Giorgio Agamben, otro filósofo fundamental en este análisis, amplía esta idea con su concepto de “vida desnuda” (bare life), refiriéndose a la manera en que ciertos individuos o grupos son despojados de su condición política y reducidos a meras existencias biológicas. En este contexto, los inmigrantes haitianos, y otros grupos marginados, son presentados no como ciudadanos plenos con derechos y dignidad, sino como seres que apenas existen dentro del marco de lo humano. Este tipo de discurso reduce a estas personas a una “vida desnuda”, sin protección legal ni reconocimiento político.

El comentario de Trump no sólo les niega a los haitianos cualquier forma de dignidad o humanidad, sino que también los reduce a seres primitivos, incapaces de formar parte de la comunidad estadounidense. Esto es lo que Agamben describe como la reducción de individuos a una existencia biológica mínima, una forma de despojo que los convierte en “bodies out of place” —cuerpos fuera de lugar, fuera de los límites de la sociedad aceptable.

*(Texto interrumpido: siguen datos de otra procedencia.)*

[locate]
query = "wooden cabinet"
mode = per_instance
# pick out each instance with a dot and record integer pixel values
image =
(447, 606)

No podemos ignorar el impacto real que este tipo de discurso tiene en la sociedad. Los comentarios de Trump no son sólo palabras vacías o exageraciones retóricas para ganar puntos en un debate. Alimentan una cultura de odio y exclusión que tiene consecuencias tangibles en la vida de las personas. La xenofobia, el racismo y la discriminación que impulsa este tipo de lenguaje se traducen en políticas que marginan aún más a los grupos vulnerables. Recordemos las separaciones familiares en la frontera, la prohibición de viajes desde países mayoritariamente musulmanes y otras políticas que se sustentan en la idea de que hay cuerpos que simplemente no merecen el mismo trato o derechos que otros.

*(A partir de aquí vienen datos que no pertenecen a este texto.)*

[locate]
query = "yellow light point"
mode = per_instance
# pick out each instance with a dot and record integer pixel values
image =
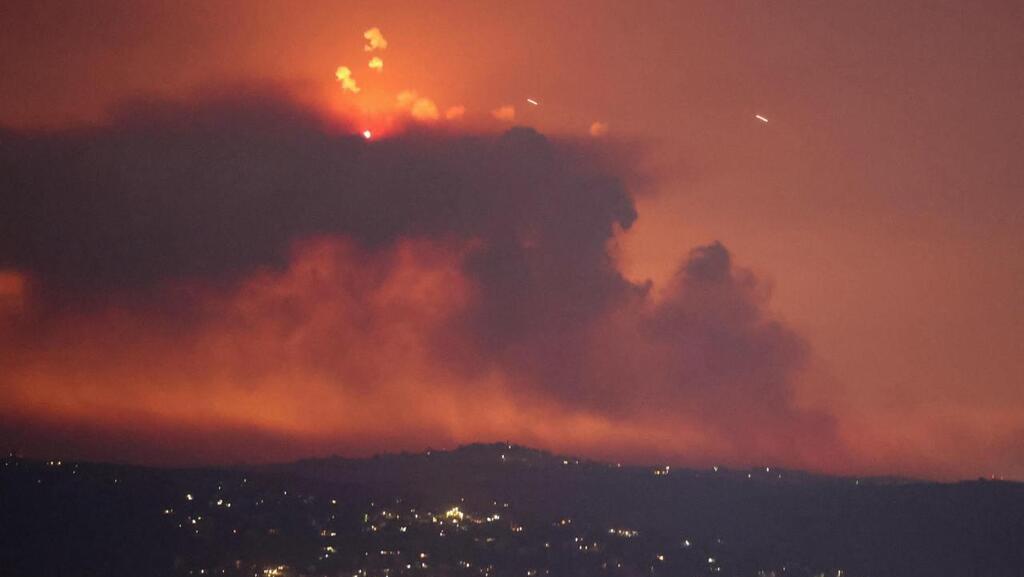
(375, 40)
(344, 76)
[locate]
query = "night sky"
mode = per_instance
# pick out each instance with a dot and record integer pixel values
(695, 233)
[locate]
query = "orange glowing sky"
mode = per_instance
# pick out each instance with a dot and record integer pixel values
(881, 206)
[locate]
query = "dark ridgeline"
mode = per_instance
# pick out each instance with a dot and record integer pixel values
(497, 509)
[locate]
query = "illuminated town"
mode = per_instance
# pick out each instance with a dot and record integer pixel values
(522, 512)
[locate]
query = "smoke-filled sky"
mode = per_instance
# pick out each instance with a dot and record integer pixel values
(565, 227)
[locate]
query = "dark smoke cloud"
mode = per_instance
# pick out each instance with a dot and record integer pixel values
(208, 193)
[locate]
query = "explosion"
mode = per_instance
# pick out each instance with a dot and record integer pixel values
(344, 76)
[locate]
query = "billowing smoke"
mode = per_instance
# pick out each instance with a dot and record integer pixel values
(235, 263)
(347, 81)
(504, 113)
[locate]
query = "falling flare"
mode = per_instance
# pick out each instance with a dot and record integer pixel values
(344, 76)
(375, 40)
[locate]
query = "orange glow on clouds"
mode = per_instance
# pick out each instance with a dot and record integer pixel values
(335, 348)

El problema es que este tipo de retórica ha calado en una parte significativa de la sociedad. En lugar de ser ampliamente condenados, los comentarios de Trump han sido aplaudidos por muchos de sus seguidores, lo que pone en evidencia una fractura profunda en la sociedad estadounidense. En un contexto de creciente desigualdad y polarización, la figura del inmigrante se convierte en el chivo expiatorio perfecto para canalizar las frustraciones de la clase media y trabajadora que se siente amenazada por el cambio social y económico.

Los comentarios de Trump durante el debate son un claro recordatorio de cómo el lenguaje puede ser utilizado como una herramienta de poder para deshumanizar y marginar a ciertos grupos. No es sólo una cuestión de racismo o xenofobia; es una estrategia política que busca crear un “otro” peligroso y abyecto, alguien que se sitúa fuera de los límites de lo humano y lo civilizado.

Es crucial reflexionar sobre el tipo de sociedad que queremos construir. Una sociedad verdaderamente democrática no puede levantar muros basados en la exclusión y la marginalización de ciertos grupos. El verdadero desafío es abrir las puertas y construir una comunidad donde todos los individuos, sin importar su origen, sean reconocidos como seres humanos plenos, con derechos y dignidad. En lugar de etiquetar a algunos como “bárbaros” o “salvajes”, debemos reconocer nuestra humanidad compartida.